Die 24-Jährige, die derzeit eine Ausbildung zur Gärtnerin macht, hat vor drei Jahren im eigenen Garten angefangen, Obst, Gemüse und Co. anzubauen. Die Frage, wie regional gute Lebensmittel entstehen können, beschäftigt sie schon länger. Im vergangenen Jahr ist sie zu der Initiative gestoßen. Die geodätische Kuppel hat sie in diesem Sommer geplant und mit den anderen Gartenfans gebaut. »Vorher hatten wir einen Folientunnel. Aber der ist ist während eines Sturms im Februar gerissen.«

Für das neue Gewächshaus hat die Initiative fast ausschließlich vorhandene Materialien genutzt, die Folie des Tunnels wurde wiederverwertet. »Das Holz kam von alten Lattenrosten, die wir am Straßenrand aufgesammelt haben.« Lediglich die Fensterheber, die bei Wärme automatisch dafür sorgen, dass Luft ins Haus gelangt, sowie einige Spezialschrauben habe man kaufen müssen.

Im Gewächshaus hat die Gruppe unter anderem Tomaten, Paprika, Chili, Basilikum und Petersilie angepflanzt. Unter freiem Himmel gibt es sechs Beetflächen, die weiter untergliedert sind. Kleine Hinweisschilder verraten nicht nur, was hier gerade sprießt, sondern geben auch Informationen über Erntezeitpunkt, Wasserbedarf und mehr.

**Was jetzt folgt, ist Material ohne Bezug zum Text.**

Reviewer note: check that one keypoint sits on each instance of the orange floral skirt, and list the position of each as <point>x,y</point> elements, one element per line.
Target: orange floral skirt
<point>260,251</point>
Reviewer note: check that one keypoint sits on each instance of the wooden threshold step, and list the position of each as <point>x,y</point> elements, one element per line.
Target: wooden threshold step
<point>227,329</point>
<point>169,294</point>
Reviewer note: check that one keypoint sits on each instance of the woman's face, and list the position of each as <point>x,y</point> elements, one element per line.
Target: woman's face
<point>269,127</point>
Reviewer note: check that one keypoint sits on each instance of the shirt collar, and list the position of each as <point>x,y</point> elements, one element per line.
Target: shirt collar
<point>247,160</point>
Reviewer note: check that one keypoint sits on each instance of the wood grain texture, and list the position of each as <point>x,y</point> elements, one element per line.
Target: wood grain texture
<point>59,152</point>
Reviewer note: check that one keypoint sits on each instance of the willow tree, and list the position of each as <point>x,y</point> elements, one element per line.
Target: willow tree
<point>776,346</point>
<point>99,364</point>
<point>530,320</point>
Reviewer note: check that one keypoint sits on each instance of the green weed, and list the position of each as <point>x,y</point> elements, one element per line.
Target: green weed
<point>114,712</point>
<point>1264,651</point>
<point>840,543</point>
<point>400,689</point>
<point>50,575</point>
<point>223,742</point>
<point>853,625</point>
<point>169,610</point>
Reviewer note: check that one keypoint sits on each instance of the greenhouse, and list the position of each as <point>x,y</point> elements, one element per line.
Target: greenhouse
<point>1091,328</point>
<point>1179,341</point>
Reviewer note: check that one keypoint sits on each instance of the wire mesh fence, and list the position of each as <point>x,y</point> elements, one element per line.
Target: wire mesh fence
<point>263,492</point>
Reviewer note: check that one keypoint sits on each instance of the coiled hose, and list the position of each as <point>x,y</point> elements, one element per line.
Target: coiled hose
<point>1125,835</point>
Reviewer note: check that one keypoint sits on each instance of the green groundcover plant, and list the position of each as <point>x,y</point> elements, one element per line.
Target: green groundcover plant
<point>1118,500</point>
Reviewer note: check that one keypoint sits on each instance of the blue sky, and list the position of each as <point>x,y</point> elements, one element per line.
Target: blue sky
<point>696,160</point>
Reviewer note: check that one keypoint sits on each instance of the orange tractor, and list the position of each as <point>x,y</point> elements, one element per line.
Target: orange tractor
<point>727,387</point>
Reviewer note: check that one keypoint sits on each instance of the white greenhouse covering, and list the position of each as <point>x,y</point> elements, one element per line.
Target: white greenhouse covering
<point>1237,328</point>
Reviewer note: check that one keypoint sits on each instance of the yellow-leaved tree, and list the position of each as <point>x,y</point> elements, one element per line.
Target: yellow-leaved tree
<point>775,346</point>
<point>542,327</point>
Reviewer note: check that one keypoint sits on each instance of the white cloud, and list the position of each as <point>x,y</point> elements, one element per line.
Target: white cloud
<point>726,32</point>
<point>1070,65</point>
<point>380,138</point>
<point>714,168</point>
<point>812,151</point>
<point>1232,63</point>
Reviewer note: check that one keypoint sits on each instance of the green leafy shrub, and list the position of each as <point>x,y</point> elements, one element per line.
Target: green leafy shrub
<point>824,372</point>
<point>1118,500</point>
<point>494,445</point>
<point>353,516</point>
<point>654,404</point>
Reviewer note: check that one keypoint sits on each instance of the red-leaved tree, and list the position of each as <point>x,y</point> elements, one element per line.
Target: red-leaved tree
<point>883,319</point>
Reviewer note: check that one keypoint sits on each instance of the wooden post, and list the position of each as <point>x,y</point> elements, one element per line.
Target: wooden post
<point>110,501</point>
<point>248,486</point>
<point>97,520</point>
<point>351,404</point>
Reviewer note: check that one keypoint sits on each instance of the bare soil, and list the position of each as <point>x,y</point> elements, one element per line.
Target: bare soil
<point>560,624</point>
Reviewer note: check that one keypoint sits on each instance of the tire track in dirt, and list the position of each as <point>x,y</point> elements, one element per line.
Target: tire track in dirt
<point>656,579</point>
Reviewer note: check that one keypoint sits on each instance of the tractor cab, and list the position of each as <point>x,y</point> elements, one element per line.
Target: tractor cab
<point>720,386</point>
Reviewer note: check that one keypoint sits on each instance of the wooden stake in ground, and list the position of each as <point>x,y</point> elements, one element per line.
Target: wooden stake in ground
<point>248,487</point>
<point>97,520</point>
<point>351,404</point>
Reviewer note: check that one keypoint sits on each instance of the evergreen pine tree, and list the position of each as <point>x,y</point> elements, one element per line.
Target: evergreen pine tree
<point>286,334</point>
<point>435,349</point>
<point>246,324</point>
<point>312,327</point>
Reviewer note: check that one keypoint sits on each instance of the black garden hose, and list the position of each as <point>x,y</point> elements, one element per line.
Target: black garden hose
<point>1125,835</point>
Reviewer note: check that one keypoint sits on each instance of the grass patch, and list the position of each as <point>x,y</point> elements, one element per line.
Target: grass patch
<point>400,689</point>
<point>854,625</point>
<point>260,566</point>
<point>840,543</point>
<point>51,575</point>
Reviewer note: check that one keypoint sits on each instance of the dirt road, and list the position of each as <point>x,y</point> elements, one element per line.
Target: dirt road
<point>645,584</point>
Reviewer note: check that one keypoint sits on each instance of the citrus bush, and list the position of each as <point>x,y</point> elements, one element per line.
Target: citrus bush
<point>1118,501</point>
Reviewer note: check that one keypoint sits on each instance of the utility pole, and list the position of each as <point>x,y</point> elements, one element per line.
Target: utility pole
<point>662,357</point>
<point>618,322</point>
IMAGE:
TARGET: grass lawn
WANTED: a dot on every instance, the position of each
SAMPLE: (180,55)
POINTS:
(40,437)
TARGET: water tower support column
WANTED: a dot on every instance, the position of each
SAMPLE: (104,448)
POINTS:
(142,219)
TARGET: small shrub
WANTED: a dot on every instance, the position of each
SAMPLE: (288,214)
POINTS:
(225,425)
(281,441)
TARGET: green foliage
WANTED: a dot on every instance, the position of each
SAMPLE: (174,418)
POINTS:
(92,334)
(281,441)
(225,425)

Aber auch Bäume wachsen auf der Fläche, denn die Initiative betreibt Agroforstwirtschaft - dabei werden Elemente des Ackerbaus und der Forstwirtschaft kombiniert. »Noch sind die Bäume sehr klein. Aber später sollen sie Schatten für die Beete bringen«, erläutert Laura Gottschalk. Außerdem würden die tiefergehenden Wurzeln der Bäume das Wasser aus dem Boden holen und durch eine geringere Verdunstung bleibe mehr Wasser auf der Fläche. Da überwiegend heimische Obstsorten angepflanzt wurden, bringen die Bäume zusätzlich Ertrag.

Eine feste Struktur gebe es in der Initiative nicht, erzählen Gottschalk und Stemmann. Mittwoch und Sonntag seien aber »Gartentage«, dann wird auch fleißig geerntet. Dabei setzt die Initiative auf Vertrauen und eine gesunde Selbsteinschätzung des eigenen Engagements: Jeder kann selbst entscheiden, wie viele Lebensmittel er mitnimmt.

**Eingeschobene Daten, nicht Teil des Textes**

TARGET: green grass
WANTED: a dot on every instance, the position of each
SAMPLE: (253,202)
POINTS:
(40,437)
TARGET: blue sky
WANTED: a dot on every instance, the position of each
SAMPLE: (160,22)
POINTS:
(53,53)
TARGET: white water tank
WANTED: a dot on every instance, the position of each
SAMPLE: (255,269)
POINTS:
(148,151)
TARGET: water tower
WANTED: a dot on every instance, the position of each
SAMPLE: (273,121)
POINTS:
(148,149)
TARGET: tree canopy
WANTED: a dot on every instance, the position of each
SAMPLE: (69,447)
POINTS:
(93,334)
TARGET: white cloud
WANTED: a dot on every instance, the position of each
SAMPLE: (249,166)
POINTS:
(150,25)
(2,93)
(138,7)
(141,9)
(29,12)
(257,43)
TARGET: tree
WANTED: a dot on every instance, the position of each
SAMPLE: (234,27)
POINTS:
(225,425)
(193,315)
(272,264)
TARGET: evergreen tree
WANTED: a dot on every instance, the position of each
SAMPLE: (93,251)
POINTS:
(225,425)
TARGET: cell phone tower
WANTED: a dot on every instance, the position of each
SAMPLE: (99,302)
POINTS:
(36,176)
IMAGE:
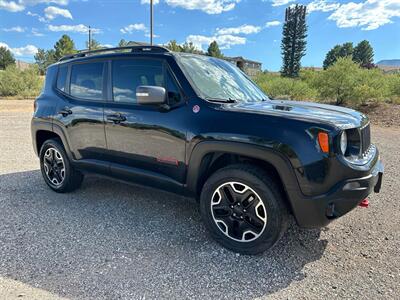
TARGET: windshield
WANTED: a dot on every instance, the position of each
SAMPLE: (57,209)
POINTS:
(217,79)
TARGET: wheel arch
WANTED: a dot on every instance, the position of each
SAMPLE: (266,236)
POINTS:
(209,156)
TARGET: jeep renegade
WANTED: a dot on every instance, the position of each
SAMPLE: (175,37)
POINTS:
(198,126)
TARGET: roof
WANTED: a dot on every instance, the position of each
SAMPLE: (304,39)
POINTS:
(241,58)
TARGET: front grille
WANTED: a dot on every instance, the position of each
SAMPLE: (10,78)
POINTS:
(365,133)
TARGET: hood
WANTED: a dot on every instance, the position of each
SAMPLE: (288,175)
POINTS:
(340,117)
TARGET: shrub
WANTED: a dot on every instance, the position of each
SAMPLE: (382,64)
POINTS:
(15,82)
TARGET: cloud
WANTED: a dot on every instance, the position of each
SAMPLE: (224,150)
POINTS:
(28,50)
(11,6)
(73,28)
(53,12)
(208,6)
(280,2)
(368,15)
(224,41)
(272,23)
(133,27)
(322,5)
(14,29)
(243,29)
(20,5)
(148,1)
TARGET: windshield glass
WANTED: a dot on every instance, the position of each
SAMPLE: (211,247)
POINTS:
(217,79)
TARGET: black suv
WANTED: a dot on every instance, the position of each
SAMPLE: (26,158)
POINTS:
(198,126)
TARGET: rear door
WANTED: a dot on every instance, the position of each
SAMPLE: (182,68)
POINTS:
(145,137)
(80,111)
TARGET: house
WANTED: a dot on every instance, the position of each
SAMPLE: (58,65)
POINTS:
(250,67)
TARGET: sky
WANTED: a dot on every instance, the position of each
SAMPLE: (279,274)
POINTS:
(248,28)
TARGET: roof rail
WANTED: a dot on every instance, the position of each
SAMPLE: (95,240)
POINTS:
(136,49)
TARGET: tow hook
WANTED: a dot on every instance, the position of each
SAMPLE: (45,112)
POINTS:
(364,203)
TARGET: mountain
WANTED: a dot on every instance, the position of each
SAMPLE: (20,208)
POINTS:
(389,62)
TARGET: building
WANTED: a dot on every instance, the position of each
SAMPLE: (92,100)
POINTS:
(250,67)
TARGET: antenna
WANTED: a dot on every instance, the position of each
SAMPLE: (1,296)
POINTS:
(151,22)
(90,39)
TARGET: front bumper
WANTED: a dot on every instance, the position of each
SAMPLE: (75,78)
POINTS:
(319,211)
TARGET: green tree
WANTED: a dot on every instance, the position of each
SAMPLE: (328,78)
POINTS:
(94,45)
(339,81)
(213,50)
(6,58)
(364,54)
(65,45)
(294,42)
(336,52)
(174,46)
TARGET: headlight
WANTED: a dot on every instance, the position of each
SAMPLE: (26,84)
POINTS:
(343,142)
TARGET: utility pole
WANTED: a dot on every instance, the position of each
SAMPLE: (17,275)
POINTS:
(151,22)
(90,39)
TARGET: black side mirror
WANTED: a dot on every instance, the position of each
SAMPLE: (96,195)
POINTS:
(150,95)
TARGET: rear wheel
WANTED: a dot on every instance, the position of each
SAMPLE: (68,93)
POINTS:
(243,209)
(56,168)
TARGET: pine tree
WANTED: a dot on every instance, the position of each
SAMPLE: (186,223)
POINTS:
(339,51)
(213,50)
(6,58)
(65,45)
(364,54)
(294,40)
(174,46)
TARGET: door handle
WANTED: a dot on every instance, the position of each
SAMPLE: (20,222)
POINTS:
(65,112)
(116,118)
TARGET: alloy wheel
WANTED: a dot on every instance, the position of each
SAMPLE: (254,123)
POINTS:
(238,211)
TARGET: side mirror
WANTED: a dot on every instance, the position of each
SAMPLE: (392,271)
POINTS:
(150,95)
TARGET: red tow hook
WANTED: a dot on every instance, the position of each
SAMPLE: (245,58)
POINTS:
(364,203)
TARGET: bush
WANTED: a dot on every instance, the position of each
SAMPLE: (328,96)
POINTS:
(15,82)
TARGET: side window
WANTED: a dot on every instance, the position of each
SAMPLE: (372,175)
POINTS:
(128,74)
(62,78)
(87,81)
(174,95)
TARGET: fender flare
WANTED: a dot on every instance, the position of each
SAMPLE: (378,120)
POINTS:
(273,157)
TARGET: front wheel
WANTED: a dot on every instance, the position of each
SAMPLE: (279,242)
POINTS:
(56,168)
(243,209)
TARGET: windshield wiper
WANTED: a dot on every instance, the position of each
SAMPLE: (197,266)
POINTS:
(230,100)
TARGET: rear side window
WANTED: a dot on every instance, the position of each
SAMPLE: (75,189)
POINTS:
(128,74)
(62,78)
(87,81)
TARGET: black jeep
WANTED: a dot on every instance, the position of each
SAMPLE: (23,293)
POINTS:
(198,126)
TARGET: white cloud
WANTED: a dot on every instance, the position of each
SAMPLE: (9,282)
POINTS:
(368,15)
(224,41)
(148,1)
(40,18)
(281,2)
(14,29)
(11,6)
(73,28)
(20,5)
(322,5)
(133,27)
(208,6)
(28,50)
(272,23)
(53,12)
(244,29)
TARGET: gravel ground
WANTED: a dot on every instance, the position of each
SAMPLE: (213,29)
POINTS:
(110,240)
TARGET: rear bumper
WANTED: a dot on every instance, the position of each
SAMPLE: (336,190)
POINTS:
(314,212)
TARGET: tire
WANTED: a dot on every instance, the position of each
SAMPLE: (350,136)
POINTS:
(59,174)
(243,209)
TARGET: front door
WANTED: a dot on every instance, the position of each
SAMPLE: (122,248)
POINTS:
(145,137)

Wer im Garten arbeiten möchte, muss übrigens nicht zwingend Vereinsmitglied sein - ein Beitritt ist aber gerne gesehen. Aktuell hat der Verein rund 30 Mitglieder, etwa zehn Personen sind regelmäßig im Gemeinschaftsgarten aktiv. Das jüngste Mitglied ist zwei Jahre alt, das Älteste Ende 60. Dabei gilt: Jeder macht so viel, wie er kann und möchte.

Laura Gottschalk ist seit über drei Jahren Teil der Initiative. Die 31-Jährige, die schon als Kind gemeinsam mit ihrer Mutter im eigenen Garten gewerkelt hat, schätzt auch den Selbstversorgeraspekt: »Ich muss nicht mehr so viel einkaufen.« Die Ernte falle immer reichlich aus, »es ist genug für alle da«.

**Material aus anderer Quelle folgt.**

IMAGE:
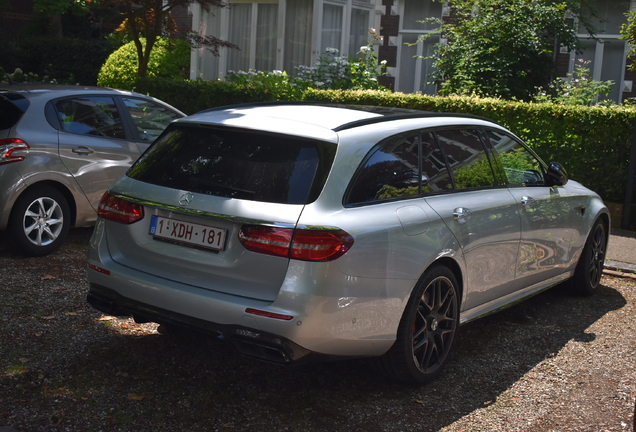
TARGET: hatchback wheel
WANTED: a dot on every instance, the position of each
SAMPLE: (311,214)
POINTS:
(39,221)
(427,330)
(589,270)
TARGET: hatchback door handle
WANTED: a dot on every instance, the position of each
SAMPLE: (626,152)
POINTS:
(461,213)
(82,150)
(528,201)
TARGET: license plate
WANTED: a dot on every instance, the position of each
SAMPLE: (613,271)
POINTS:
(188,233)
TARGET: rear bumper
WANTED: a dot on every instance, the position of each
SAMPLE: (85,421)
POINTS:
(248,341)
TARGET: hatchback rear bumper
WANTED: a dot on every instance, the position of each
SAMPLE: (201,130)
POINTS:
(248,341)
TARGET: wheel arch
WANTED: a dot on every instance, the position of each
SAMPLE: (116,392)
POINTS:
(70,199)
(454,267)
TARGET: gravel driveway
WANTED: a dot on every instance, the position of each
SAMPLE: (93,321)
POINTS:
(553,363)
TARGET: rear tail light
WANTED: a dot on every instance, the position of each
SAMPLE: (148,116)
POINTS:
(10,150)
(300,244)
(119,210)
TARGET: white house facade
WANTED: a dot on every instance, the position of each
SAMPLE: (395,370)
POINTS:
(283,34)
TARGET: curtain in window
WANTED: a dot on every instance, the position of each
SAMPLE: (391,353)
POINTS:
(266,34)
(418,10)
(239,34)
(209,64)
(298,22)
(359,31)
(331,28)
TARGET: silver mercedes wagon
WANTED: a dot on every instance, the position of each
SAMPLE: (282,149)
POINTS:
(304,232)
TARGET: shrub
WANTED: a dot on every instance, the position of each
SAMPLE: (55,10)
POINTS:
(169,58)
(65,60)
(578,88)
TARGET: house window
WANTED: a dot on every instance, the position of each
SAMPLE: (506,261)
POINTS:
(359,34)
(332,23)
(414,67)
(280,34)
(338,19)
(298,31)
(606,53)
(252,26)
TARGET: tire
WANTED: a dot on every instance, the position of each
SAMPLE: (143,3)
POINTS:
(589,269)
(427,330)
(39,221)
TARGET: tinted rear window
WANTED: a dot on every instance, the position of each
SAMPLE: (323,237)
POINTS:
(12,106)
(237,164)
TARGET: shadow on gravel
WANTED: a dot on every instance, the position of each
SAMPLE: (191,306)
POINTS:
(192,382)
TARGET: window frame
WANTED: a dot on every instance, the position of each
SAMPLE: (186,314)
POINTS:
(499,178)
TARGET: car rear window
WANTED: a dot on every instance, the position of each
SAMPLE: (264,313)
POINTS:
(12,106)
(237,164)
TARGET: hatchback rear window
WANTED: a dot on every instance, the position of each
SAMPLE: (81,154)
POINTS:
(237,164)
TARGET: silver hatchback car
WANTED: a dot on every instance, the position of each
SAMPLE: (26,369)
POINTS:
(61,147)
(300,232)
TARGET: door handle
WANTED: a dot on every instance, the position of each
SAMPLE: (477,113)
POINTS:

Im Gemeinschaftsgarten, der direkt am R 7 liegt, finden auch Workshops statt: Obstbaumveredelung, die Arbeit mit und das Schärfen der Sense, der Bau einer Totholzhecke - meist sind es Vereinsmitglieder, die ihr Wissen weitergeben. Vieles, erzählen die jungen Frauen, sei angelesen oder »learning by doing«, jedoch würden auch einige Mitglieder im ökologischen Bereich studieren oder arbeiten.

2022 ist bereits die fünfte Saison. Der Start 2018 gelang auch durch Unterstützung vom Institut für Pflanzenbau und -züchtung an der Justus-Liebig-Universität. Das Wiesenstück hatte ursprünglich die Stadt gepachtet, mittlerweile finanziert die Initiative es selbst - und würde sich auch gerne noch erweitern.

»Wir haben viele Ideen«, sagt Gottschalk. So soll etwa eine Komposttoilette entstehen - hierfür fehlt aber noch die Genehmigung -, außerdem wollen die Aktiven eine Wiesenfläche anlegen, um Yogastunden anbieten zu können. Und irgendwann, so die Vision, könnte es vielleicht auch mal einen eigenen Stand auf dem Gießener Wochenmarkt geben - mit Obst, Gemüse und Kräutern, frisch geerntet im Wiesecker Gemeinschaftsgarten.